Wait for the new GPO settings to be applied to the clients, or update them manually:
gpupdate /force
To force the clients to check in and report their status to the WSUS server, run:

$updateSession = new-object -com "Microsoft.Update.Session"; $updates=$updateSession.CreateupdateSearcher().Search($criteria).Updates
wuauclt /reportnow

Any Windows Update settings set through Group Policy should appear on the client in the registry key HKLM\SOFTWARE\Policies\Microsoft\Windows\WindowsUpdate. This reg key can be exported to a REG file and used to apply WSUS update settings to other computers that cannot be configured via GPO (computers in workgroups, isolated segments, DMZ, etc.)

Windows Registry Editor Version 5.00
[HKEY_LOCAL_MACHINE\SOFTWARE\Policies\Microsoft\Windows\WindowsUpdate]
"WUServer"="http://hq-wsus.woshub.com:8530"
"WUStatusServer"="http://hq-wsus.woshub.com:8530"
"UpdateServiceUrlAlternate"=""
"TargetGroupEnabled"=dword:00000001
"TargetGroup"="Servers"
"ElevateNonAdmins"=dword:00000000
[HKEY_LOCAL_MACHINE\SOFTWARE\Policies\Microsoft\Windows\WindowsUpdate\AU]
"NoAutoUpdate"=dword:00000000 –
"AUOptions"=dword:00000003
"ScheduledInstallDay"=dword:00000000
"ScheduledInstallTime"=dword:00000003
"ScheduledInstallEveryWeek"=dword:00000001
"UseWUServer"=dword:00000001
"NoAutoRebootWithLoggedOnUsers"=dword:00000001

After a while, clients will appear in their assigned computer groups in the WSUS console. Here you can see computer names, IP addresses, OS versions, the percentage of assigned patches they have installed, and the date of the last scan.
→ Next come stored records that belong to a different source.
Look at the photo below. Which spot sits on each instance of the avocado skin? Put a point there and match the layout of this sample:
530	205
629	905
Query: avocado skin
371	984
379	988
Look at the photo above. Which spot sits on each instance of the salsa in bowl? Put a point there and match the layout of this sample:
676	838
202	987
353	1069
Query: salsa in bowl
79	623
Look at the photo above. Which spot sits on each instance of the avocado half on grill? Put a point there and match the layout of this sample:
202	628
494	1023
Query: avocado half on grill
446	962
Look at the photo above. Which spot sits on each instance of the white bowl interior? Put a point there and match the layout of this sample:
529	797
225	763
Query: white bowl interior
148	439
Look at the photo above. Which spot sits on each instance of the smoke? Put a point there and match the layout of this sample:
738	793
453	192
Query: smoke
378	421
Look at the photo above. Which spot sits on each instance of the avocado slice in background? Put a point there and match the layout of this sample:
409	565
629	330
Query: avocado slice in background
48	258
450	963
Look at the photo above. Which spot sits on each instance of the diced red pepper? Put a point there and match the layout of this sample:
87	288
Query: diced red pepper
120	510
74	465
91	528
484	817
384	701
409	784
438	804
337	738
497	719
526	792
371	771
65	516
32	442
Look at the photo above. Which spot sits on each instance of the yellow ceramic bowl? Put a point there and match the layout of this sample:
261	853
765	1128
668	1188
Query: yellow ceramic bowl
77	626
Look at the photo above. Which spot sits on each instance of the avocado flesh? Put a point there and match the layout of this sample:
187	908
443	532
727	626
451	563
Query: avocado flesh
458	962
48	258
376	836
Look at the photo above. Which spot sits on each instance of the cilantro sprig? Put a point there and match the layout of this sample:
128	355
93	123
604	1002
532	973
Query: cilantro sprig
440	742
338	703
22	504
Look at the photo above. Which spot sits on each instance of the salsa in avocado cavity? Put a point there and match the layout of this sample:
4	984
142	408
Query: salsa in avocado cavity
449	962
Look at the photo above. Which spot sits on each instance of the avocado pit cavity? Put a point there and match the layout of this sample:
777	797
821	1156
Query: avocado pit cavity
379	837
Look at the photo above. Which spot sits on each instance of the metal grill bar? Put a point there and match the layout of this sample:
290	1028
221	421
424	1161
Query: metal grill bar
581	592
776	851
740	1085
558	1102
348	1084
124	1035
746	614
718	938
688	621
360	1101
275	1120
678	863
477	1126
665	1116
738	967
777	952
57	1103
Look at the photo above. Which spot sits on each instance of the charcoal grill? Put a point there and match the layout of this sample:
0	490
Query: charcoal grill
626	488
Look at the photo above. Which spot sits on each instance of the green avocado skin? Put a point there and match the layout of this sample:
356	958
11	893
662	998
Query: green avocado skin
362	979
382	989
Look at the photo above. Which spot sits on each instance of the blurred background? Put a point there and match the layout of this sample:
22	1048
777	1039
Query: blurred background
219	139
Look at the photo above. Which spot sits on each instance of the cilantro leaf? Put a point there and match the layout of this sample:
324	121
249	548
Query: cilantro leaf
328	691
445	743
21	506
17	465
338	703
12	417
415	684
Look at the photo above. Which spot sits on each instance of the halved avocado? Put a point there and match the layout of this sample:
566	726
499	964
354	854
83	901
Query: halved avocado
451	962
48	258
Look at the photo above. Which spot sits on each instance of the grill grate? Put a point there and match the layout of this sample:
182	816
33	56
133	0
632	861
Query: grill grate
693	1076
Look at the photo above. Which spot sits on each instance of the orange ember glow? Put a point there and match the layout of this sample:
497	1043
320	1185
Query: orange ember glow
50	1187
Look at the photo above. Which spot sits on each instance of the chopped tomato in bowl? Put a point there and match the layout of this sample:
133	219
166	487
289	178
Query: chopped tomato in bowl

Client computers download the CAB update files to the %windir%\SoftwareDistribution\Download directory. The WindowsUpdate.log files provide detailed logs of how the client scans for updates against WSUS, downloads, and installs them.

Configure Clients to Receive Updates from the Internet via GPO

Suppose you don’t have an intranet WSUS server. In that case, you can use the GPO settings discussed above to configure the settings for automatically receiving and installing updates on client computers from the Internet (from Windows Update servers).

In this case, set any GPO parameters that set receiving updates from WSUS to Not Configured:

• Specify Intranet Microsoft update service location: Not Configured
• Target group name for this computer: Not Configured
• Do not allow update deferral policies to cause scans against Windows Update: Disabled
• Do not connect to any Windows Update Internet locations: Disabled

These GPO settings control how your domain computers download and install Windows updates from Microsoft Internet Update servers.